The tragedy in Yemen

The new American administration did what was anticipated: It declared that the Houthis, one of the parties involved in the Yemen civil war, will be removed from the list of “terrorist organizations.” An official from the U.S. Department of State said, “Our decision does not mean that our opinion concerning the Houthis and their activities has changed. The step we have taken is entirely related to the humanitarian outcomes that will arise as a result of the former administration’s last-minute fait accompli.” New U.S. Secretary of State Anthony Blinken’s predecessor Mike Pompeo hastily added Houthis to the “terror list” last month, shortly before leaving office. Pompeo stated that they had taken this sudden decision due to “Houthis’ close affiliation with Iran.” Immediately after U.S. President Joe Biden’s announcement that they would no longer be backing Saudi Arabia in the Yemen war, Secretary of State Blinken struck off Houthis from the terror list.

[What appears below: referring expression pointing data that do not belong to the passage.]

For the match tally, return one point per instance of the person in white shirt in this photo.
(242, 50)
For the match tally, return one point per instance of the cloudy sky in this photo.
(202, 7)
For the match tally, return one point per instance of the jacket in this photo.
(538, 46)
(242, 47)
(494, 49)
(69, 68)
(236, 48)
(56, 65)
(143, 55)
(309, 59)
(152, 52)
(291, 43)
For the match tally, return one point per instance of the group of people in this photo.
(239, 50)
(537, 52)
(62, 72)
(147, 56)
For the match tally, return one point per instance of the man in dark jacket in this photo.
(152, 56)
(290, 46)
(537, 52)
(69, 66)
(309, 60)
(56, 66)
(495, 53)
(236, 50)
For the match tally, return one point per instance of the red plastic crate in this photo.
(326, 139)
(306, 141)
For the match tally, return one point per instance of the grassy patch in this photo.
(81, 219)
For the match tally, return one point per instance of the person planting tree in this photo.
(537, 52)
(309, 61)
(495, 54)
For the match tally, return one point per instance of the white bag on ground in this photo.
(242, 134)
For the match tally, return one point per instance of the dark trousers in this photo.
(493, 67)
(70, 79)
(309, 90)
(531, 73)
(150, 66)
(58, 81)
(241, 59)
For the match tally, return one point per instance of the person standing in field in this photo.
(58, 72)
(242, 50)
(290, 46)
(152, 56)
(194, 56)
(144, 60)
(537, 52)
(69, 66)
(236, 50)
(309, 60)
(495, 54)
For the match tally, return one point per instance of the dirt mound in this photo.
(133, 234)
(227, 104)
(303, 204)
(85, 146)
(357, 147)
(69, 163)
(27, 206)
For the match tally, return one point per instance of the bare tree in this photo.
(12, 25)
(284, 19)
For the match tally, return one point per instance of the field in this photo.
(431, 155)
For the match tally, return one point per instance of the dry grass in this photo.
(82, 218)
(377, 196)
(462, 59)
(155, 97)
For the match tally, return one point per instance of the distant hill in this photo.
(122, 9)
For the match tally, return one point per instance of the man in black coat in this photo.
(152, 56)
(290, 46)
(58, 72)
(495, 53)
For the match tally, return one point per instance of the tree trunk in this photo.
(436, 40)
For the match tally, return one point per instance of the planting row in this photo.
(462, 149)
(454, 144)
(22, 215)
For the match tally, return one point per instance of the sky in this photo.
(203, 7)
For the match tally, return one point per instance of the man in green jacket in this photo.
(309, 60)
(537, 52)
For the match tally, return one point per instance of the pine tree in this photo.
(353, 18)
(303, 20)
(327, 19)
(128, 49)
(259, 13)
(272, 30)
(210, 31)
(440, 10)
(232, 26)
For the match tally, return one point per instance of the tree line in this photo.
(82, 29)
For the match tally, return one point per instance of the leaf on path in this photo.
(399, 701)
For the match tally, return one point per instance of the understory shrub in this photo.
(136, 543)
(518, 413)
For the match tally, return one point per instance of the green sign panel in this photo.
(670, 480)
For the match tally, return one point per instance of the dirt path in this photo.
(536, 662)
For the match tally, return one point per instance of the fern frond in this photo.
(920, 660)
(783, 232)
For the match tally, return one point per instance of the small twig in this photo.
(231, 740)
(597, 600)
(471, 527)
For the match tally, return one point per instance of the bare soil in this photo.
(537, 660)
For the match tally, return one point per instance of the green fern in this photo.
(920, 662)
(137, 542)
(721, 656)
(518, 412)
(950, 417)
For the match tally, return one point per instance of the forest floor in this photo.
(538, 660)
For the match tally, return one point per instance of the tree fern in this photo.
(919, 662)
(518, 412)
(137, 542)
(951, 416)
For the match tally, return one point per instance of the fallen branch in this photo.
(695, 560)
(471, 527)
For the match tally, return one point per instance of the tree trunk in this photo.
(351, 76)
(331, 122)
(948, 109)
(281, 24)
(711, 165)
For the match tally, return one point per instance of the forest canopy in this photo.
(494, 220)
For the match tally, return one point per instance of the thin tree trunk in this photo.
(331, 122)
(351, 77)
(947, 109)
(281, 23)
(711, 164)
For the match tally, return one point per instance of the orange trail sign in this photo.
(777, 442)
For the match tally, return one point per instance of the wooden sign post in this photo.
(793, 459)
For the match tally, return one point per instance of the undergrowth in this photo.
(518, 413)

It is no secret that the Houthis, who established an alliance with former Yemen State President Ali Abdullah Saleh, who was ousted within the context of the “Arab Spring,” and invaded capital Sanaa in fall 2014 are backed by Iran – both ideologically and militarily. However, the critical connection in the Houthis’ alliance with the ousted president was his son Ahmad Ali Saleh, who is living under the shadow of the United Arab Emirates (UAE). Hence, the UAE is also a direct party in the Yemen civil war. The UAE, which is also involved in another so-called “anti-Houthi” front with Saudi Arabia, continues to dig the Saudis’ grave.

According to UN data, at least 3 million of Yemen’s total 29-million pre-war population are currently displaced. As many as 80 percent of the people who remain in their current locations require foreign aid to maintain their life. The Saudi-led Operation “Decisive Storm” process, launched in 2015 and aimed at making Houthis surrender, brought nothing other than more pain and suffering to Yemen and its people. At the end of the process in which civilians were frequently bombed, the Houthis and the tribes supporting them were further radicalized, and Iran’s intervention in the country intensified, Yemen has virtually become “Saudi Arabia’s Vietnam.”

Egypt had the same title in the Yemen war between Saudi Arabia and Egypt in 1962-1970, which led to the death of at least 200,000 people. This tragic and irrational war had ended with a quite ironic reason: In the Six-Day War fought on June 5, 1967, Israel seized strategic positions in neighboring Arab states, and took the Sinai Peninsula from Egypt. Israeli aircraft bombed Egypt’s aircraft and helicopters at its bases even before they had the chance to take off; Egypt was almost completely pacified. As a direct result of the war, Egyptian forces in Yemen had no option but to withdraw. The Jews thus “contributed” to the end of an absurd war between Muslims. This is one of the most surprising developments in the Middle East’s recent history. Meanwhile, the “coerced” finalization of the war was in Egypt’s interest. Egypt was literally stuck in a quagmire in Yemen, and could not get out. That is when Yemen started to be referred to as “Egypt’s Yemen.”

We all know the following narration about Prophet Solomon:

Back in the day, two women were out with their children. A wolf appeared and snatched the older woman’s child. After overcoming the initial shock and terror, the older woman said to the younger one, “The wolf took your child.” The other rightfully objected, saying, “No, it took your child!” As the dispute between them intensified, they took the matter to Prophet Solomon. After listening to both parties, Prophet Solomon said, “Bring me a knife so I can divide the child among you.” Upon hearing this, the younger woman leaped forward and cried out: “No, do not do that! The child belongs to this woman. Give him to her.” Prophet Solomon immediately gave the child to the younger women, in other words, to the real mother.

This is how it is. If something belongs to you, is a part of you, you will even endure being separated from them for their safety.

This is the sensitivity lacking in Yemen today. While Saudi Arabia and Iran are claiming rights over Yemen, the “child” is being divided between them.